Lokasi: Berita >>
Unesa Buka Jalur Mandiri Prestasi OSIS dan Pramuka 2026
Berita686 Dilihat
RingkasanUniversitas Negeri Surabaya (Unesa) membuka Jalur Mandiri Prestasi bagi siswa yang pernah menjadi pengurus OSIS dan/atau dewan ambalan selama di bangku SMA/MA/SMK/Paket C. Pendaftaran dilakukan secara online melalui laman resmi dengan biaya Rp300 ribu untuk satu pilihan program studi dan Rp400 ribu untuk dua pilihan program studi....
:quality(30):format(webp):focal(0.5x0.5:0.5x0.5)/tribunnews/foto/bank/originals/universitas-negeri-surabaya-unesa-x.jpg)
Universitas Negeri Surabaya (Unesa) membuka Jalur Mandiri Prestasi bagi siswa yang pernah menjadi pengurus OSIS dan/atau dewan ambalan selama di bangku SMA/MA/SMK/Paket C. Pendaftaran dilakukan secara online melalui laman resmi dengan biaya Rp300 ribu untuk satu pilihan program studi dan Rp400 ribu untuk dua pilihan program studi. Khusus untuk program studi S1 Kedokteran, biaya pendaftaran sebesar Rp750 ribu.
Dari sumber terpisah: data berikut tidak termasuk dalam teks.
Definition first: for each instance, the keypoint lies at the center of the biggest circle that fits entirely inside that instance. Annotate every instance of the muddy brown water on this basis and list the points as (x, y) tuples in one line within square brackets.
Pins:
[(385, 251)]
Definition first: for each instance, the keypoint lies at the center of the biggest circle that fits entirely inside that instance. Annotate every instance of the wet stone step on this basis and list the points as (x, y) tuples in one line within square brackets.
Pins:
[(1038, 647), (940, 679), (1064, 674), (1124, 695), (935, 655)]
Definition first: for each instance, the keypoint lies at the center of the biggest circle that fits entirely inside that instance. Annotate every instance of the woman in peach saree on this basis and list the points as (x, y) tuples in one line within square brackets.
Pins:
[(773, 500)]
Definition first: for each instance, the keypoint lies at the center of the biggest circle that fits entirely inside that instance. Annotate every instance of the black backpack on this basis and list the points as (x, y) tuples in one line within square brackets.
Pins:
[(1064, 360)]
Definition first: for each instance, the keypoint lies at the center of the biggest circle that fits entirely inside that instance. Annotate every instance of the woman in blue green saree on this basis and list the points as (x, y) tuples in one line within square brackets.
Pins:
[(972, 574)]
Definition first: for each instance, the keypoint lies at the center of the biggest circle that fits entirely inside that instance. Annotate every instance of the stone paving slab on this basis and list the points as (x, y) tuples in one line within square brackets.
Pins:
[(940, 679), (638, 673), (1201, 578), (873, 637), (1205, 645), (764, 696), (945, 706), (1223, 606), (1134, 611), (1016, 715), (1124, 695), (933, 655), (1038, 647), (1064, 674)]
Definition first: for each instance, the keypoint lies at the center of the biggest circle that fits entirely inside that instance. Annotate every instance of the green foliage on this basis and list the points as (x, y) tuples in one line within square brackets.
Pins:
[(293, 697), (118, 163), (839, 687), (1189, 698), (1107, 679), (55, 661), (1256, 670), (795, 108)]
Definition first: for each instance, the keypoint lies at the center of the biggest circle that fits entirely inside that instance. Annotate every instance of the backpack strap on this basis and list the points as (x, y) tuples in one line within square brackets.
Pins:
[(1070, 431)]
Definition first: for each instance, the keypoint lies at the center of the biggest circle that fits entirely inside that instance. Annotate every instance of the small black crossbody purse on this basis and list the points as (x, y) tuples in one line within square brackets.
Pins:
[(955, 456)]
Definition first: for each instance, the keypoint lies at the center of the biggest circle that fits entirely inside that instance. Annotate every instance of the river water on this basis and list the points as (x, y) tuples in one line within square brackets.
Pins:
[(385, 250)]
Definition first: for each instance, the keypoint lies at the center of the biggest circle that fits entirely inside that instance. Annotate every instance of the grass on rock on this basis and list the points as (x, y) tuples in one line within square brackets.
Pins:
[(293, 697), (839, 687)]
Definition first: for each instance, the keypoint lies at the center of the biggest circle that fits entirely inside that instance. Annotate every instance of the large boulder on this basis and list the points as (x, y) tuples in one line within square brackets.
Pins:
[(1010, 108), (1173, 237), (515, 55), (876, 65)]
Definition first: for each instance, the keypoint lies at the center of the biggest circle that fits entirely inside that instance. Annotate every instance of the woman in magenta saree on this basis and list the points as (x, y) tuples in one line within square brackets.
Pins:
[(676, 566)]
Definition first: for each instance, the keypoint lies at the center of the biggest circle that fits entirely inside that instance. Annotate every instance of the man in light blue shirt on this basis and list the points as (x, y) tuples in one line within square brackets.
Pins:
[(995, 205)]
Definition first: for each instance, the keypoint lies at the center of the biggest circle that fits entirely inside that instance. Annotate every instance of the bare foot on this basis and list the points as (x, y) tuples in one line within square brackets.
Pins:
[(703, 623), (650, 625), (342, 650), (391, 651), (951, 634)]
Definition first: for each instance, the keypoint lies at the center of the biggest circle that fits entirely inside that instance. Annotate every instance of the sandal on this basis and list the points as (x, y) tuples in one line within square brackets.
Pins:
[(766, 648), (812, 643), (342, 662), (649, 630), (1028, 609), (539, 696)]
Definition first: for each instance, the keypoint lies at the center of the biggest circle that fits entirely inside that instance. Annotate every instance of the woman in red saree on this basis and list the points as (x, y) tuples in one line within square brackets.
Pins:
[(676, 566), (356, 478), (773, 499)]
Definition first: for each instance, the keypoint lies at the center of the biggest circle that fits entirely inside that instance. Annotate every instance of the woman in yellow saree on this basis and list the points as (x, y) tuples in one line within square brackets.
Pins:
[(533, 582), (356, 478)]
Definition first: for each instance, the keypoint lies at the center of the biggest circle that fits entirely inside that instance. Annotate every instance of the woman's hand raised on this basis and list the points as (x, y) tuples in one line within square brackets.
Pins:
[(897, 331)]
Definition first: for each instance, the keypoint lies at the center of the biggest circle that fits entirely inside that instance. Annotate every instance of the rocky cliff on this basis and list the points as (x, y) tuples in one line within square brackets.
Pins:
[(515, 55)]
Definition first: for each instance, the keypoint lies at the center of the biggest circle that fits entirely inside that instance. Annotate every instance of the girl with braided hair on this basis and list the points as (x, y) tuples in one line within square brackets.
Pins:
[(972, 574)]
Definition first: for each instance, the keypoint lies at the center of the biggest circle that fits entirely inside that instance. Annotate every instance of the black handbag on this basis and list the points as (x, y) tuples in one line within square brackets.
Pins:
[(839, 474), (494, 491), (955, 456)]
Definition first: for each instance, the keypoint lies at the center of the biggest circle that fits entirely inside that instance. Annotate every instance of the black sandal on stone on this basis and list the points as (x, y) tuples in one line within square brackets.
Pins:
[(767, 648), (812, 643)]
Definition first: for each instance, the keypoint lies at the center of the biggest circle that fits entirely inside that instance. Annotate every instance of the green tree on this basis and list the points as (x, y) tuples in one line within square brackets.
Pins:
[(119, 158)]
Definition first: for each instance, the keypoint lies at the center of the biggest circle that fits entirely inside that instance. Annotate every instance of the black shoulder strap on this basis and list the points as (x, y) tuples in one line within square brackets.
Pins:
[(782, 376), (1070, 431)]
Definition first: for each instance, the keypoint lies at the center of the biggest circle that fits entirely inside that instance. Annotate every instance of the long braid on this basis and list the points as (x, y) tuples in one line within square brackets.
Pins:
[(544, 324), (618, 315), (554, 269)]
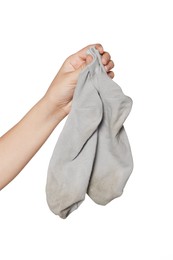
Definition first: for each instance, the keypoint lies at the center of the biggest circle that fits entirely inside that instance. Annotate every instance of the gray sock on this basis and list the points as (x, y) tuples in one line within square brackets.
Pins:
[(92, 153), (72, 160), (113, 163)]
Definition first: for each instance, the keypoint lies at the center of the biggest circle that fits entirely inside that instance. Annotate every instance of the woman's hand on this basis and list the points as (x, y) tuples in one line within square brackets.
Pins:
[(61, 90), (22, 141)]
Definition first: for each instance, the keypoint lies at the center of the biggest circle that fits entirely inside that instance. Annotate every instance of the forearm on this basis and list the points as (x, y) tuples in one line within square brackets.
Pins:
[(21, 143)]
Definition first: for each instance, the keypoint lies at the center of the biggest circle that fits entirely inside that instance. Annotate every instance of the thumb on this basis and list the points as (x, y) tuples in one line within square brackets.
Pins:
[(88, 60)]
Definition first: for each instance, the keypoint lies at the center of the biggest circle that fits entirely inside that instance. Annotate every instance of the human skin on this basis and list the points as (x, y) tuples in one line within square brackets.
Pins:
[(23, 140)]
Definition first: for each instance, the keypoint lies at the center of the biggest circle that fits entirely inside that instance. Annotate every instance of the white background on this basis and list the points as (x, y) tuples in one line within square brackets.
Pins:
[(35, 38)]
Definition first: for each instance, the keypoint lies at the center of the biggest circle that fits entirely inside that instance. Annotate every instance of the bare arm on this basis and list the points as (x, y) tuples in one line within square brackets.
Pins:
[(21, 142)]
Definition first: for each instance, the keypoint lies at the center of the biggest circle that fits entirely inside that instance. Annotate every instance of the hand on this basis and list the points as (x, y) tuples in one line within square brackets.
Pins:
[(61, 90)]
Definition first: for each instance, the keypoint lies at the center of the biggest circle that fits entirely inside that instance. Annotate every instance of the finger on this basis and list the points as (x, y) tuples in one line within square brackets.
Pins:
[(106, 58), (111, 74), (89, 59), (99, 47), (109, 66), (83, 52)]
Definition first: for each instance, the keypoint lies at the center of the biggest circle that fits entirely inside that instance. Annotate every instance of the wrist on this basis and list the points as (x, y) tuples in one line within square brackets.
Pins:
[(54, 112)]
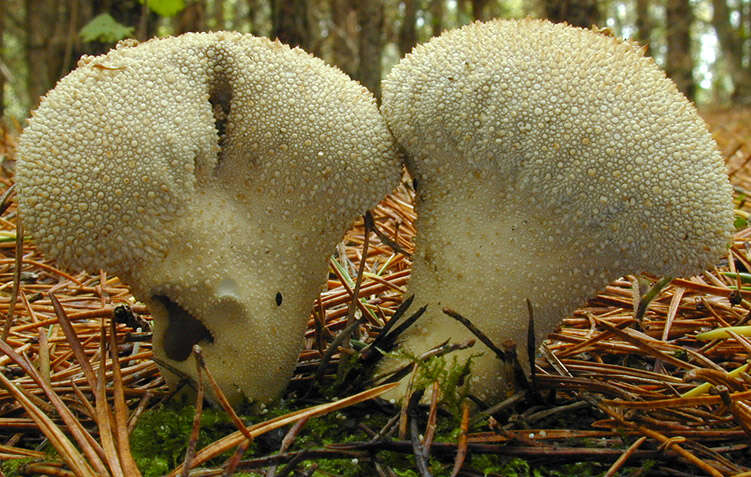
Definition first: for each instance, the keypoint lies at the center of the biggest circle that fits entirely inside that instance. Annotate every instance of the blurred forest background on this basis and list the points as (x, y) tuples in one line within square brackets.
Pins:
[(704, 45)]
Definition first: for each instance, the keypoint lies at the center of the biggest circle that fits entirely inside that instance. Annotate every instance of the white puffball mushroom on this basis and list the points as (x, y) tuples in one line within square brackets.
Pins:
[(549, 160), (214, 172)]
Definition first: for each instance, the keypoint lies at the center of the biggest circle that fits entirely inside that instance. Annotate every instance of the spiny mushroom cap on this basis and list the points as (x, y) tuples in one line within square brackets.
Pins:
[(207, 168), (549, 160)]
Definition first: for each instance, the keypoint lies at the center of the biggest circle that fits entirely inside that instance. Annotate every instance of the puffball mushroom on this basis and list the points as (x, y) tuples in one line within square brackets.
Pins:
[(549, 160), (215, 173)]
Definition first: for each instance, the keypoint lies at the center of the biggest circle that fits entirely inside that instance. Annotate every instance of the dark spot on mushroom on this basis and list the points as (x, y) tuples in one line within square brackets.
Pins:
[(183, 330), (220, 98)]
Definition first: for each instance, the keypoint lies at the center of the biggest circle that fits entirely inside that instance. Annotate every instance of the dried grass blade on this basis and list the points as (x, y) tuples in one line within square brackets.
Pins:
[(103, 413), (644, 346), (202, 368), (624, 457), (16, 279), (670, 443), (73, 341), (76, 429), (461, 446), (67, 450), (228, 442), (195, 429)]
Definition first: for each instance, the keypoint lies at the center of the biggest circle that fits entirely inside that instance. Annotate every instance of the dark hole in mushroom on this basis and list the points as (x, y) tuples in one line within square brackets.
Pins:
[(183, 330), (220, 98)]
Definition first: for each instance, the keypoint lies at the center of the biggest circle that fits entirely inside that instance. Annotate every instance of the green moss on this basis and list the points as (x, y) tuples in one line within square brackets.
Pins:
[(14, 467)]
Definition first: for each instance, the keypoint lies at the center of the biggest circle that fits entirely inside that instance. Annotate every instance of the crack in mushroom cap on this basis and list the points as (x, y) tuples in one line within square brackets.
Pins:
[(549, 160), (207, 169)]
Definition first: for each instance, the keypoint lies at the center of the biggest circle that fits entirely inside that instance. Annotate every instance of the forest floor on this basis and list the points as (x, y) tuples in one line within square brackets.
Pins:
[(617, 392)]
Persyaratan utama mencakup keaktifan sebagai pengurus inti atau anggota dewan ambalan yang dibuktikan dengan surat keterangan dari sekolah. Tata cara pendaftaran dimulai dengan mengisi formulir daring, mengunggah dokumen pendukung, dan melakukan pembayaran sesuai program studi yang dipilih. Jadwal seleksi Jalur Mandiri Prestasi OSIS dan Pramuka Unesa 2026 telah ditetapkan dengan tahapan verifikasi berkas dan pengumuman hasil.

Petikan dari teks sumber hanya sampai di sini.